AI-Powered Lattice Design Breakthrough
Researchers at the University of Birmingham have published a groundbreaking study demonstrating how deep learning can co-optimize both Laser Powder Bed Fusion (LPBF) process parameters and titanium gyroid lattice geometry simultaneously.
The study, published in the Journal of Manufacturing and Materials Processing, addresses one of additive manufacturing's persistent challenges: mapping process settings and design parameters to final part performance.
How It Works
The research team developed data-driven models that link energy density and gyroid lattice geometry to key mechanical properties including Young's modulus and yield strength. Using stacked-autoencoder pre-training to stabilize small-data learning, the models enable an inverse-design workflow where engineers can specify desired mechanical properties and receive feasible combinations of LPBF settings and lattice parameters.

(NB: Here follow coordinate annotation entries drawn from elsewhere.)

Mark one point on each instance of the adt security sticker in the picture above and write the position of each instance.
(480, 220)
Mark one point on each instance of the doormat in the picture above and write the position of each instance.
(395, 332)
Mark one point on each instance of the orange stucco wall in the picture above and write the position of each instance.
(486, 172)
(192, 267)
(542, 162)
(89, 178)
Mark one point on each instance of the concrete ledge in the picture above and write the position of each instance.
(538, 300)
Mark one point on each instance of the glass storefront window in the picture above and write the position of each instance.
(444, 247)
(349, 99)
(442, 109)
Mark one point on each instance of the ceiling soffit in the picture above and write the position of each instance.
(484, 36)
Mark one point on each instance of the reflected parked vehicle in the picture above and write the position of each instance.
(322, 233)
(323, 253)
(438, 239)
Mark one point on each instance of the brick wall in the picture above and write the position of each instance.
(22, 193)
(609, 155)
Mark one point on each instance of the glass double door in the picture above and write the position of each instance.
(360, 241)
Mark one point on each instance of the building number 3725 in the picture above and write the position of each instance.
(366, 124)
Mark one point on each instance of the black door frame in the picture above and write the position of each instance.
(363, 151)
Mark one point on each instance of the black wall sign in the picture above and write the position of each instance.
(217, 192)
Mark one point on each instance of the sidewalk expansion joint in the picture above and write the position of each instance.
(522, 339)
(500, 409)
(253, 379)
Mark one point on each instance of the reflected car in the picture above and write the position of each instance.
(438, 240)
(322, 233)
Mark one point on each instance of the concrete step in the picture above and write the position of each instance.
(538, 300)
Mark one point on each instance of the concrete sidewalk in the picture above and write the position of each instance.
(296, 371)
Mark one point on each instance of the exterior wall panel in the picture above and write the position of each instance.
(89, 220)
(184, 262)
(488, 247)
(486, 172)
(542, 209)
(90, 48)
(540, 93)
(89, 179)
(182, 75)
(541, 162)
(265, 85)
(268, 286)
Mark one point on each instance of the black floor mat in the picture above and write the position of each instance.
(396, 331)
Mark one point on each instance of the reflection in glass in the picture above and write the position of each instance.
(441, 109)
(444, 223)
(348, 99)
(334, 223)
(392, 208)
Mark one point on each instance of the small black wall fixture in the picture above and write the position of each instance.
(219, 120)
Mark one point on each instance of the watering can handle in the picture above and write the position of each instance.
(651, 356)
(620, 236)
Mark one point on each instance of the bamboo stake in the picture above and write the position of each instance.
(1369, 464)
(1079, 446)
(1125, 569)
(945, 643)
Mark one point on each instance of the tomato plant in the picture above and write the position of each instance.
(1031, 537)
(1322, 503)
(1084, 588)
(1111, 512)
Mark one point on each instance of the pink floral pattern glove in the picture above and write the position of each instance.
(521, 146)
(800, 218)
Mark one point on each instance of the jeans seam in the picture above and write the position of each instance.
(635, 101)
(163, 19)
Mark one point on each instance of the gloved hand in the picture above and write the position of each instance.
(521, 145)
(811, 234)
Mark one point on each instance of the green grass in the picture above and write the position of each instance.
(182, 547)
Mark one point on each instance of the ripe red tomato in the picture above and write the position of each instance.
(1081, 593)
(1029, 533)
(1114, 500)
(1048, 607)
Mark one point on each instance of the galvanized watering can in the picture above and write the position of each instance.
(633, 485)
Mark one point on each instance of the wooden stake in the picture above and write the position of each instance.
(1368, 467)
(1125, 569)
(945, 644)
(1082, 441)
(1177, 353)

Why Gyroid Lattices Matter
Gyroid triply periodic minimal surface (TPMS) structures have attracted significant attention for their high specific strength, excellent energy absorption, and geometric adaptability. These properties make them ideal for aerospace, automotive, and biomedical applications.
However, optimizing both the manufacturing process and the lattice design simultaneously has traditionally required extensive trial-and-error experimentation.
Property-Driven Design
The new approach allows designers to work backwards from desired properties. Instead of designing a lattice and then hoping the printing process produces acceptable results, engineers can specify target stiffness and strength, and the AI system returns the optimal combination of laser power, scan speed, hatch spacing, and lattice density.
This represents a significant step toward truly digital, AI-assisted design and manufacturing of architected materials.